3. Billie Eilish - Happier Than Ever

Most people thought they had Billie Eilish figured out by her second record. The oddities that had made her a breath of fresh air on her debut had begun to become normalities in the next wave of popstars. And yet, Eilish had a thrilling twist up her sleeve for the end of her second album. Happier Than Ever waltzes in as a beautiful ballad, luring you with Eilish's crisp vocals. And then, without even leaving a second to breathe, she terrorises the song tapping into a pocket of anger the whole world may have needed at this stage. It's the most satisfying exhale of the year as Eilish turns the dial on her pop/punk influences and absolutely goes for it. You can't help but scream alongside her. It's the ultimate catharsis. 

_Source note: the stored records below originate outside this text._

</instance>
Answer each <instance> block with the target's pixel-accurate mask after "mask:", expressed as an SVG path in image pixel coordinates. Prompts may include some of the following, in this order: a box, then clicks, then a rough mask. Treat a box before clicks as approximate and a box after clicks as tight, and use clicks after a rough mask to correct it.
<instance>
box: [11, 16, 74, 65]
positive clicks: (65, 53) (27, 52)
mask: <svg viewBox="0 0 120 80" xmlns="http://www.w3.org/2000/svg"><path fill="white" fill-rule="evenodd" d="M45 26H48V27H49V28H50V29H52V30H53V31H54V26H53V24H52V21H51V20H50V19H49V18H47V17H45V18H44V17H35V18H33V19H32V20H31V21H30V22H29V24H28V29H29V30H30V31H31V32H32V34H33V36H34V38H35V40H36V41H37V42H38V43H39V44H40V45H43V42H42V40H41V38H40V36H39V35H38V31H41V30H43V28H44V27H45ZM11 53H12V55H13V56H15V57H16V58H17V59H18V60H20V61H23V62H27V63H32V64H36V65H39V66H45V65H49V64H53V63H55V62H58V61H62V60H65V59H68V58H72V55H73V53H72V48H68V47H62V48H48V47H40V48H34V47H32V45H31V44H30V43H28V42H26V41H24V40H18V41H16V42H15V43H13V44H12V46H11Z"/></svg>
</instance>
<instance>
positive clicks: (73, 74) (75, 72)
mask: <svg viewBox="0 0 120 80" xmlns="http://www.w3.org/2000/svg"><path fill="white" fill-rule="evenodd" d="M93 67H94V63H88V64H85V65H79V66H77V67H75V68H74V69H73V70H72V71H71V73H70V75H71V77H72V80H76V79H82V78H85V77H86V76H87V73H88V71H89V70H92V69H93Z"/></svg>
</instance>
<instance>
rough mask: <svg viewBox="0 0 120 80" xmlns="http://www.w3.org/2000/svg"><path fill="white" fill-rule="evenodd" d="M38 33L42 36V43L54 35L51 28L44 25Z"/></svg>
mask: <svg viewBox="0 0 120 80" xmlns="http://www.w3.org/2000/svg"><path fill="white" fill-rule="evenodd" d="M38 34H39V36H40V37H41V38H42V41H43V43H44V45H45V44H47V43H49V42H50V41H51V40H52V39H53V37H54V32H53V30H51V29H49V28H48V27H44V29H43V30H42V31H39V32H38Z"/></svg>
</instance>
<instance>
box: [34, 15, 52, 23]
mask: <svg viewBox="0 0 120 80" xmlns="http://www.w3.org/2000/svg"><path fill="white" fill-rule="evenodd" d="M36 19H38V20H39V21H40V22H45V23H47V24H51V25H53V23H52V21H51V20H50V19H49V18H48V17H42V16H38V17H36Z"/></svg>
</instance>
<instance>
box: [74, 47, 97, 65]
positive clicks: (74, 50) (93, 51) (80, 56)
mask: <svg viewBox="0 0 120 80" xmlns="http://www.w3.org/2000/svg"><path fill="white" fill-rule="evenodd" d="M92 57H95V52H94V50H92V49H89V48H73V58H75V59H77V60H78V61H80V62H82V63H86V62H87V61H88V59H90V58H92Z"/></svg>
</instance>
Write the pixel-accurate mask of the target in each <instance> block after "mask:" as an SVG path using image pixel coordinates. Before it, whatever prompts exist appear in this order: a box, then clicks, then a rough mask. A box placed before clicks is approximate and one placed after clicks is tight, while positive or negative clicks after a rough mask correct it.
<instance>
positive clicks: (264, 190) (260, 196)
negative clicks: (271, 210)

2. Lana Del Rey - White Dress

For years Lana Del Rey has evaded the question, "Who is Lana Del Rey?" It's an endless, unanswerable  question anyway. Who are you? This year, however, she attempted to answer it, digging into her past on two brutally honest records. White Dress is a warm breath of nostalgia as she takes us back to her days as a waitress. For years, Del Rey was painted as fame-hungry - desperate for pop success. At every odd turn, she's debunked that critique but this most be her most believable rebuttal yet. She's not famous here but she "feels like a God." Without responsibility things are uncomplicated and sonically it's as if Del Rey is relieving herself of popstar responsibility here. She gives her most loosest vocal delivery ever here, losing herself in a daydream. It's beautiful. 


1. SZA - Good Days

We all needed to breathe when Good Days was released. A year into the pandemic, communal anxieties were palpable and Christmas was feeling very different. Good Days retreats inside, as SZA battles a war in her mind. Her lyrics present an inner turmoil between the negative and positive but it always feels as if she's actively striving to look for the good. "Good day living in my mind," she sings introverted but free. That notion of striving for a good day despite all the rumbles around just hit at exactly the right time. Good Days is almost 5 minutes of pure bliss even if it's fruitless. We're all just attempting to free our minds before the end of the world.